Vado dritta a punto.
Io scrivo e mi critico da sola.
Scrivo due o tre pagine e poi il giorno dopo ricomincio leggendo dall'inizio. Dalla prima riga che ho scritto. Lo so, lo so... tempo fa avevo parlato di canovacci e di trame, di un lavoro gestito con una certa razionalità che avesse punti fermi da cui tracciare rotte, di agende cartacee su cui prendere appunti di massima.
Resto convinta che questo modo di lavorare porti risultati e sia giusto seguirlo.
Però mi sono accorta che per me non va proprio bene: mi sembra di fare i compiti a casa.
Perdonatemi, vi sembrerò presuntuosa! In fondo lo sono, spesso mi definisco una snob senza qualità.
Ma non sono più capace di seguire le tracce che preparo. Appena le metto sulla carta, perdono tutta la loro dinamicità, diventando inutili.
E così, ostinandomi a continuare a scrivere, ho deciso di essere una Penelope tenace che scrive e distrugge.
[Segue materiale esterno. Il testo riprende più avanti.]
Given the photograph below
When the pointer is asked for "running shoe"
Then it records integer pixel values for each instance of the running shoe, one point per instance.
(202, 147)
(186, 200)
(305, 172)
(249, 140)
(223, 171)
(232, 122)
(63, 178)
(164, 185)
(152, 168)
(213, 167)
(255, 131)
C'è una frase che ho letto nel sottotitolo del blog Anima di carta di Maria Teresa Steri, una scrittrice che vi consiglio di seguire, perché da lei s'impara molto.
"Scrivete il libro che vorreste leggere" (Chuck Palahniuk).
Ecco io leggo ciò che scrivo e, se mi annoio, cancello; se ho creato un personaggio insulso o un passaggio assurdo, cancello.
Leggo e mi critico.
In questo modo diventa più difficile portare avanti un testo, riprenderlo sempre dall'inizio, conservare la sua trama in mente, abbandonando di fatto la traccia. E' più complicato, perché vesto più ruoli e quello del critico prevale sempre.
La regola aurea è : meglio la pagina bianca di una pagina inutile.
Posso dire, però, che il percorso diventa più soddisfacente: quelle pagine che sopravvivono alle mie sforbiciate sono una lettura gradevole, almeno per me.